とりあえず、今、観ています。
観終わったら原作本を読み切りたいと思います。
さて、私は談合賛成派なわけですが・・・莫大な利益を出すための談合は嫌なんですが、元請け、下請け、現場で働いている人が食っていけるような、どこも潰れないで済むような、そんな調整はあってもいいんじゃないかなーと。

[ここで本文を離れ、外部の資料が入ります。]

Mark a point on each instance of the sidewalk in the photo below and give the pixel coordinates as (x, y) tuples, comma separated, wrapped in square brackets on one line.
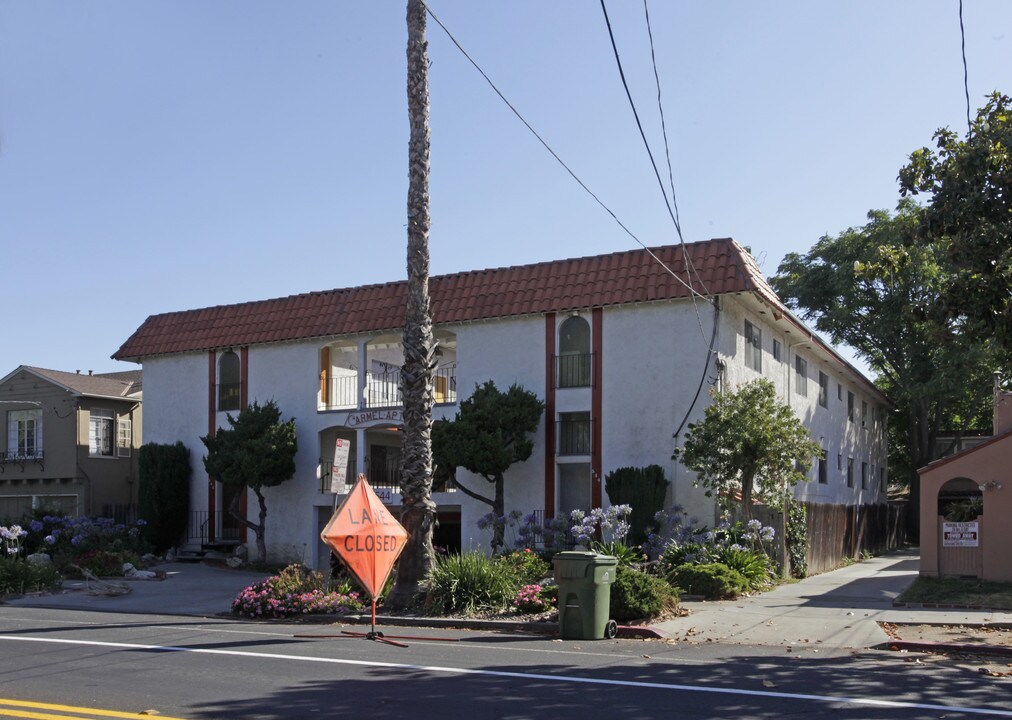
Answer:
[(839, 610)]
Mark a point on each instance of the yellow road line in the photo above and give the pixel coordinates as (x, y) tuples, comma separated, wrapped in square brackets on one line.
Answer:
[(67, 709)]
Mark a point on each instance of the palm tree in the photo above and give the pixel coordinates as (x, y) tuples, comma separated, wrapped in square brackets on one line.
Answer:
[(418, 511)]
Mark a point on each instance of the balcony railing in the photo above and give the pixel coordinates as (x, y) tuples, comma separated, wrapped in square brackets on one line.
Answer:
[(384, 390), (574, 371)]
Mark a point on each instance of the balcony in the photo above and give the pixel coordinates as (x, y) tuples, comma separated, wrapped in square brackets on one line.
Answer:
[(384, 390)]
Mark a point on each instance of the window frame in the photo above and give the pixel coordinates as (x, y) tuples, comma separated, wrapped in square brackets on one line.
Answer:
[(753, 346)]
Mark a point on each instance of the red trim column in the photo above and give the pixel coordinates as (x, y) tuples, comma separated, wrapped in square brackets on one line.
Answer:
[(212, 427), (596, 416), (550, 415), (244, 401)]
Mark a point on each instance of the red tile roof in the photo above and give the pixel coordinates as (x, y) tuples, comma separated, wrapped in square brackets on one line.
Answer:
[(621, 277)]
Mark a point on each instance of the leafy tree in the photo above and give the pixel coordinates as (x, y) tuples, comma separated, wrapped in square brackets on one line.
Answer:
[(970, 217), (748, 442), (256, 452), (876, 288), (489, 434), (418, 512), (164, 492)]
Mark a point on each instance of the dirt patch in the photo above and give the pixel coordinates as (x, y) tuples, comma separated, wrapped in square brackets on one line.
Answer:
[(986, 649)]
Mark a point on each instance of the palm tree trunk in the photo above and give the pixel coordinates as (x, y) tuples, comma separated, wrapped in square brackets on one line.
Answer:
[(418, 511)]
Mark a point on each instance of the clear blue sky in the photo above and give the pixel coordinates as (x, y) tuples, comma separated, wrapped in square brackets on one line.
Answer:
[(168, 155)]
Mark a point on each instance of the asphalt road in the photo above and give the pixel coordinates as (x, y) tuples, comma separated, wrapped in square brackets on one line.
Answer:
[(208, 667)]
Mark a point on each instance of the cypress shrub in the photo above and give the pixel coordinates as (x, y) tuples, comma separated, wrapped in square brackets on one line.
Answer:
[(644, 489), (164, 493)]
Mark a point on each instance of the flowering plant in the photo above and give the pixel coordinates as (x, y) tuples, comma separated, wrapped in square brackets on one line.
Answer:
[(293, 591), (535, 598)]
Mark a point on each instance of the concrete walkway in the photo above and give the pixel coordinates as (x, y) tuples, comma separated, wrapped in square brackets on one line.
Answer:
[(839, 610)]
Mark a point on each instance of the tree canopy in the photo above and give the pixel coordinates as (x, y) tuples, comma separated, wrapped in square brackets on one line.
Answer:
[(968, 183), (490, 433), (750, 443), (255, 452)]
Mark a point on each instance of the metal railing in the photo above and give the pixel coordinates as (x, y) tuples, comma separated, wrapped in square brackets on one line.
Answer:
[(384, 390), (574, 371), (202, 522)]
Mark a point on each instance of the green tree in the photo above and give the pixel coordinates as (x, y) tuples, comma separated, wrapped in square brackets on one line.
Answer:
[(255, 452), (970, 216), (163, 497), (489, 434), (750, 443), (876, 289), (418, 511)]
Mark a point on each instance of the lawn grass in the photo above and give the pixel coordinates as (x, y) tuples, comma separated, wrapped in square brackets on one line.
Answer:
[(959, 590)]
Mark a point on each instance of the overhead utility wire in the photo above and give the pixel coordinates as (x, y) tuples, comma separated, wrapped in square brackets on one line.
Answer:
[(690, 267), (965, 81), (607, 210), (643, 135)]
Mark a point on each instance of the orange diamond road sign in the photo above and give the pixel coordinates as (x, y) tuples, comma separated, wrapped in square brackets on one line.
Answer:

前に、チェーン店の小売店に勤めていたわけですが、その中で自社の店舗が出店したことにより地元のお店が廃業していくのを見ましたし、そのときは、
『競争の結果だから仕方が無いよな~』
『より良い物をより安く提供してるんだから、うちが勝つのはあたりまえだよな~』
てなことを考えていたのですが…
立場が変われば意見もころっと変わるものでw
まあ、資本力に勝る大手が地方に進出した結果、既存の商店街は廃れ…って、まあ、いろんな物が安く買えるようになったり、かつては東京でしか手に入らなかった物が地方でも買えるようになったり、いろんな利点も多いのですが。喪われるものもまた多かったというか~
どうなんでしょう。最近わからんとですよ。
古いものから新しいものに変わるとき。
それは流通だったり組織だったり制度だったり政権だったり人だったりなんだったりかんだったりうんぬんかんぬん…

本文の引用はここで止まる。